The Securities Industry Association (SIA) has pleaded with the Governor of California Arnold Schwarzenegger urging him to veto proposed legislation which stipulates that work in the state can only be farmed out to firms using US workers.
The AB 1829 bill mandates that California state and government agencies can only contract with companies that are able to certify that all work will be carried out by workers in the US, and not overseas.
In the letter, Kim Chamberlain, SIA VP and counsel, state goverment affairs, states "serious concerns" about the legislation, saying that if the law were passed, the location of the worker would be of primary importance in awarding the contract, while factors such as cost and efficiency would take a back seat: "Such a requirement will increase both business costs and costs to the state of contract work."

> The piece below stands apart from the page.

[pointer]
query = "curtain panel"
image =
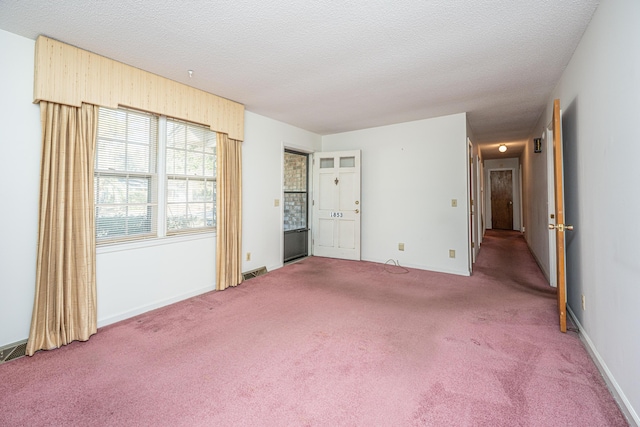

Chamberlain refers to a call centre contract that ultimately kept 12 jobs in Camden but at a cost of $900,000 over the life of the contract, and a bid in Indiana which made sure 50 computer programming jobs stayed in the state but cost an additional $8 million in public funds.
The SIA says the mandate would place US firms "at substantial risk of retaliation" from trading partners. Citing research conducted by the Public Policy Institute (PPI) of California, the SIA says the legislation could lead to other countries imposing similar bans, preventing them from hiring workers in California, where one in four jobs currently depends on international trade.
Furthermore, the law would make it more difficult for multinational firms to invest in the US.
The nonpartisan PPI report, which was compiled at the request of the California Assembly, also conculded that the number of jobs being offshored is small compared to both the labour market and to the poeple working in "at-risk" occupations. Furthermore, the report suggests that a ban on offshoring would be unlikely to stop the activity or benefit the state.